[SOLVED] I'm 90% Sure I have a trojan. Please help!

[sebastianredwood]

A lot of strange things have been happening with my computer recently.
Missing files, unexplained webpages being open, incredibly high cpu usage up to 100%.
I'll take a video showing the strange things and maybe you can spot something that I can't...
My specs:
CPU: i7-4790
GPU: GTX 1660
RAM: 16gb DDR3
Storage: 1tb hdd & a 500gb ssd
Video I recorded showing the task manager and verisign.bmp looked like before I deleted it

 

[sebastianredwood]

Do you want a usable system, or do you want to investigate?

"Investigating", you may go days/weeks, and never ever know...

Well I would like both to be honest. My system is usable if I have task manager open.
I'm not sure if this can be of use but this is the scan report in a paste bin
https://pastebin.com/Hq11B4j4

 

[sebastianredwood]

It leads me to https://dll-files.com/
be careful if you decide to click that link, it gives an unsafe warning.

 

[USAFRet]

It leads me to <Redacted>
be careful if you decide to click that link, it gives an unsafe warning.

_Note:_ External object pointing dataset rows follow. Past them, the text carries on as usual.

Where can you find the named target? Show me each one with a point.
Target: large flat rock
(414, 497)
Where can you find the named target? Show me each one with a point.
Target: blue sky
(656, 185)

What led YOU to go to that site?

 

[sebastianredwood]

What led YOU to go to that site?

Curiousity over common sense.

 

[sebastianredwood]

Curiousity over common sense.

This could be the key to knowing what's on my computer, but I'm not brave enough to venture into such foul and uncharted territories, are you?

 

[USAFRet]

And from your scan report:
"DllFilesFixer "
No good can come from that.

This is why we have Linux, and even a Windows instance in a sacrificial VM.

 

[rgd1101]

https://forums.tomshardware.com/thr...-operation-to-complete.3663802/#post-22071954
see if you got that new miner

hmmm, I've downloaded my drivers from nvidia, nvidia control panel and experience. steam, gyazo, firefox, streamlabs, all the normal stuff

so that a lie?

 

[sebastianredwood]

https://forums.tomshardware.com/thr...-operation-to-complete.3663802/#post-22071954
see if you got that new miner



so that a lie?

Okay so... The whole downloading drivers thing was a bit messy. Nvvoida was acting all weird and stuff soo.. yeah.
Also, some system files were missing so I googled around for quite a while and I think I got them. The game now works with whatever I got but I guess some sort of little follower came with them. I wonder if there's a way to trace the address that the crypto is being sent to, if I have a crypto miner that is.
Time will tell, hopefully my pc doesn't blow up in the meantime but I doubt it will considering I'm most likely making him bank! 0.00001btc an hour. sommabitch.

 

[boju]

My system is usable if I have task manager open.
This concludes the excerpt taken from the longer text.